Look, a bird

“What kind of bird is that?” my husband asked a few weeks ago.

He was watching a few birds build nests in our new birdhouse. It was interesting to see – one bird was inside the house, while the other flew back and forth outside, then handed twigs and grass in through the little hole. Their version of moving the furniture into a new home, I guess.

I had been watching them for a while, but that didn’t mean I knew the answer to his question.

Just a few days later, Daily Globe photographer Brian Korthals walked into the newsroom.

“Hey, Justine,” he said, stopping next to my desk and showing me a picture on the digital screen of his camera. “What’s this?”

I looked closely at the tiny picture.

“It’s a bird,” I replied.

He laughed.

“I knew that,” he said. “I was wondering what kind of bird.”

The most I could do was narrow it down for him.

“It’s not a goose, an eagle or an emu,” I stated. “Not a swan, not a cardinal.”

OK, so I also knew it wasn’t a seagull, bluejay, owl or mallard duck. Definitely not an ostrich, and probably not a flamingo. Other than that, I had no idea. I’m not a bird-learned person. I can tell a crow from a wren, am aware that domestic turkeys generally don’t fly, and recognize the call of a whippoorwill. I know that orioles like oranges, hummingbirds can fly backward and parakeets are messy. I know martins eat mosquitoes.

I have recipes and the ability to make pheasants, geese, turkeys and ducks into supper.

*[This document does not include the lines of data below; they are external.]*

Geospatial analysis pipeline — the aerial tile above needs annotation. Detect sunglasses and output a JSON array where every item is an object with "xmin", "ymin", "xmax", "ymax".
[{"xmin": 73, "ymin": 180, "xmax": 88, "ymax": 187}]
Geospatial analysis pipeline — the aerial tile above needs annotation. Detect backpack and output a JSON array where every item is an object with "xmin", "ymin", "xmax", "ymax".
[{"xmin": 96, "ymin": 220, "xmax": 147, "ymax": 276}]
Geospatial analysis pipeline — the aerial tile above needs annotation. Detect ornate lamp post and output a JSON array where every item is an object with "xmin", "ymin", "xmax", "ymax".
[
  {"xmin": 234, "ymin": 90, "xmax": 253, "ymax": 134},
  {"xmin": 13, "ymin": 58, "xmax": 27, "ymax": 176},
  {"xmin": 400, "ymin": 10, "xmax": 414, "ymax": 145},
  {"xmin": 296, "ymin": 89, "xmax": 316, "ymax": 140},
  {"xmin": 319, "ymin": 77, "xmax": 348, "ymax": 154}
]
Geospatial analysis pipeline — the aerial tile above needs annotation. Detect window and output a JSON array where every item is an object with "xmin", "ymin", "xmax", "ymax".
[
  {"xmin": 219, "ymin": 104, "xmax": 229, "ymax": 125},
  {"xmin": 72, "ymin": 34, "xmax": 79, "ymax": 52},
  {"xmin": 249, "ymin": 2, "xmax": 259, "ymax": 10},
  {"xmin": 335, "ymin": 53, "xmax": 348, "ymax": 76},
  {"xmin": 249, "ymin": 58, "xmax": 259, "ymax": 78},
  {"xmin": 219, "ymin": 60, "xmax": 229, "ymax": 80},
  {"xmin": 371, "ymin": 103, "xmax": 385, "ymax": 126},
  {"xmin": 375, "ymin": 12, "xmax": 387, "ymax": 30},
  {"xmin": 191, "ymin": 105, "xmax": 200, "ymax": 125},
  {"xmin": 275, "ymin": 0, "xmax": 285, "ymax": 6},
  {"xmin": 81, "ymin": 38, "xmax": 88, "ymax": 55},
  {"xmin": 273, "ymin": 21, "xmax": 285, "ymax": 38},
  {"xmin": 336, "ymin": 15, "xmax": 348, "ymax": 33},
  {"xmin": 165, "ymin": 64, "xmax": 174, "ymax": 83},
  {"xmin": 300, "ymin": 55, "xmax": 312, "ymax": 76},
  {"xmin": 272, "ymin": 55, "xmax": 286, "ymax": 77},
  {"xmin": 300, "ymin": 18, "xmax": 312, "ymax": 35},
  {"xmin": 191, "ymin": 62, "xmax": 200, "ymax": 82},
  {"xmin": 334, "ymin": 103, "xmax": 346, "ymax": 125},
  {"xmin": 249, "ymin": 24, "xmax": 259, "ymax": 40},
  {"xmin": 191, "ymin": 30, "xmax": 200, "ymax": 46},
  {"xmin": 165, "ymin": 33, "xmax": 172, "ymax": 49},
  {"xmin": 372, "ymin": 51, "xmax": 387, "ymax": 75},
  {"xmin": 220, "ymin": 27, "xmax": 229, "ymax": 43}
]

Courtesy of my neighbor, I now know the birds nesting in the birdhouse are English sparrows, commonly known as house sparrows. After watching them for quite a few days, I can now tell the males from the females because of their coloring.

That pretty much taps out my bird knowledge.

I can appreciate the grace as they fly through the air. I have learned to duck when the swallows dive bomb us in front of the garage. I love listening to the beautiful chorus of cheeps, chirps and song of the various birds, especially in the spring.

Other than, all I can really say is, “Look, a bird.”